For India, the answer lies in taking this balanced path, staying integrated with the world while building enough domestic strength and diversification to minimise strategic risk. At Singularity AMC, this is not just a macro observation for us. It is the core organising principle of how we invest.
We believe when a country with India’s scale moves from 80-90% import dependence to even 40-50% localisation in critical sectors, the shift is not just incremental, it creates entirely new profit pools, new industrial champions, and new export capabilities.
Our aim is to identify sectors where three forces converge:
Clear national intent: Whether it is PLI incentives in electronics, ECMS support for PCBs, ISM backing semiconductors, or the 75% domestic reservation in defence capex, the direction of capital formation is unmistakable.
Structural import gaps: In electronics, we consume roughly $150 Bn but add only ~20% value domestically. In semiconductors, we consume ~$50 Bn and produce less than 10%. In defence, indigenisation lists now cover over 4,000 components that must be sourced locally. These are not small substitution opportunities but multi-billion-dollar revenue pools waiting to be built.
Execution capability: Strategic autonomy only works when policy meets entrepreneurial execution. We look for companies that are moving upstream, absorbing technology through partnerships, improving unit economics through incentives, and building export competitiveness. Businesses that shift from assembly to components, from platforms to electronics, from low-margin manufacturing to IP-led systems.
2nd Order Effect: Road to Become Product Nation
Countries that lack strategic autonomy become vulnerable during geopolitical tensions, supply chain disruptions, or sanctions, limiting their ability to act purely in their own interest. Whereas, countries that build around it gain control over essential value chains, strengthen their negotiating power, and attract long-term capital. Over time, this shift does more than reduce risk, it transforms them into EXPORT POWERHOUSE.
Let’s take the example of India’s defence exports, which were just around ₹700 Cr in FY2014. Government policies then evolved, and DAP 2020 (Defence Acquisition Procedure) was introduced, giving clear preference to the procurement of high-quality equipment manufactured in India. The bar was set high, and today 75% of our defence spending happens on ‘Made in India’ products.
The bigger benefit comes in the form of a second-order effect, wherein increased participation by private firms and a prospering ecosystem helped India export a record ₹23,622 Cr in FY 2025. We are now looking at ₹50,000 Cr of exports by 2029.
So the need of Aatmanirbharta has actually shown us the path of prosperity, huge employment opportunities by becoming a PRODUCT NATION. Similar is the case of electronics where while the domestic manufacturing grew 6X in the last 11 years, the exports actually grew 8X and continue to grow much faster with increasing value addition. This unlock continues to take place across the sectors we are focused on.
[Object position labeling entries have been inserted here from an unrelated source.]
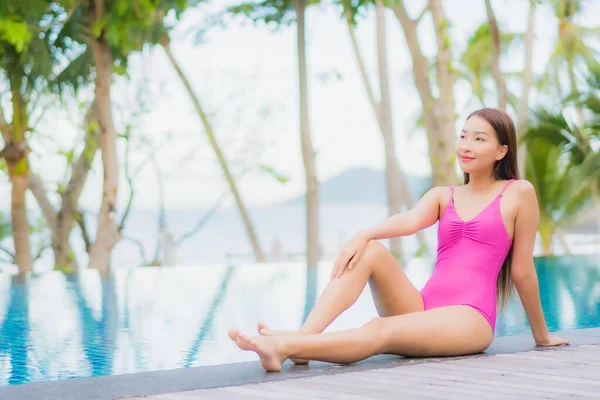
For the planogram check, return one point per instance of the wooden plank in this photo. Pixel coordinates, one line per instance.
(548, 360)
(403, 388)
(422, 382)
(485, 387)
(522, 370)
(348, 388)
(552, 370)
(494, 380)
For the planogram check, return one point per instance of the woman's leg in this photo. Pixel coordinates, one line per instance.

Road to Viksit Bharat 2047
India’s ambition to become a developed economy by 2047 is anchored in a massive industrial and energy expansion over the next decade. The country is targeting 500 GW of renewable energy capacity by 2030, alongside $100 Bn+ of investments in grid and transmission infrastructure. EV penetration is expected to reach 35-40% by 2030, supported by 150 GWh of battery storage capacity. On the manufacturing side, electronics production is projected to scale from $115 Bn today to $450 Bn by 2030, while semiconductor demand could rise from $39 Bn currently to $148 Bn by 2035. Defence production stands at roughly ₹1.5 lakh crore annually, with exports already touching ₹23,622 crore in FY25 and a target of ₹50,000 crore by FY29. These are not isolated sectoral ambitions. They represent the foundation of a new industrial architecture.
Viksit Bharat 2047, therefore, is a capital cycle story. Energy security, electronics depth, semiconductor capability and defence indigenisation together create compounding industrial capacity. India’s path over the next 20 years will likely be defined by how effectively it converts today’s import gaps into tomorrow’s global competitiveness.
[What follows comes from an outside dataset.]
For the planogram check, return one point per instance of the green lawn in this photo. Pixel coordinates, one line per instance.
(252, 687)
As these structural changes continue to play out across our sectors of interest, we at Singularity AMC are here to accelerate that shift.
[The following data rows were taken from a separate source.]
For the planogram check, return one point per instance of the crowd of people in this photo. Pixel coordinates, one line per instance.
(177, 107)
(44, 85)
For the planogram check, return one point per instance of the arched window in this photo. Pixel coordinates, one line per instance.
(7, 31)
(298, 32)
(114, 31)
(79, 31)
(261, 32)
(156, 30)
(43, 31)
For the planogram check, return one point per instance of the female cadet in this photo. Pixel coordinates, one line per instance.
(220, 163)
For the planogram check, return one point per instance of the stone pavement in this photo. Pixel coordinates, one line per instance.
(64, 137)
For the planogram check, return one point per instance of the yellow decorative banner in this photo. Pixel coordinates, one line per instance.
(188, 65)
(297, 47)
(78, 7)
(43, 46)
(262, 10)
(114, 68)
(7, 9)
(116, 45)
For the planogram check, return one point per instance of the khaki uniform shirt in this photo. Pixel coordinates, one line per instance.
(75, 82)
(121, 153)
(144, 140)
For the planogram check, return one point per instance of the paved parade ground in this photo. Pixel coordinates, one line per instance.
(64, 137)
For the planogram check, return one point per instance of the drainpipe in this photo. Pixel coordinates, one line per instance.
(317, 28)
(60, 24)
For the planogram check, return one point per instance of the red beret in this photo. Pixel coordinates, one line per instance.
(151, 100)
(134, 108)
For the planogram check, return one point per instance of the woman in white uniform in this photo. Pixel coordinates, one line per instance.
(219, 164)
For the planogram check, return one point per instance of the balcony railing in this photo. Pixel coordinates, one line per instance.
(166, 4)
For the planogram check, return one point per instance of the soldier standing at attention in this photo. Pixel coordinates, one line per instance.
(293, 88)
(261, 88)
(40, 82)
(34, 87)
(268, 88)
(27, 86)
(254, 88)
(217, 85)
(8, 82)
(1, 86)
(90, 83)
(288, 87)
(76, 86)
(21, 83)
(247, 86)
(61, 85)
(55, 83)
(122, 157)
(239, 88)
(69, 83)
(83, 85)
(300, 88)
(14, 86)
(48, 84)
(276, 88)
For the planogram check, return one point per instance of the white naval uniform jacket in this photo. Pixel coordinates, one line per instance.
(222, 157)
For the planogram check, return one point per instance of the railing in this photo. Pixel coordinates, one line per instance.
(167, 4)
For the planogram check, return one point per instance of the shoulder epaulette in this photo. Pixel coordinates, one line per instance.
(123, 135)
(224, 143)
We recently discussed this framework in greater depth in a podcast conversation between Yash Kela and Sonia Shenoy, where the idea of Strategic Autonomy was unpacked from both a national and investment lens. The discussion centred on a simple but powerful shift: moving from assembly-led participation in global supply chains to owning deeper layers of capability, whether in electronics, defence systems, energy infrastructure or advanced manufacturing.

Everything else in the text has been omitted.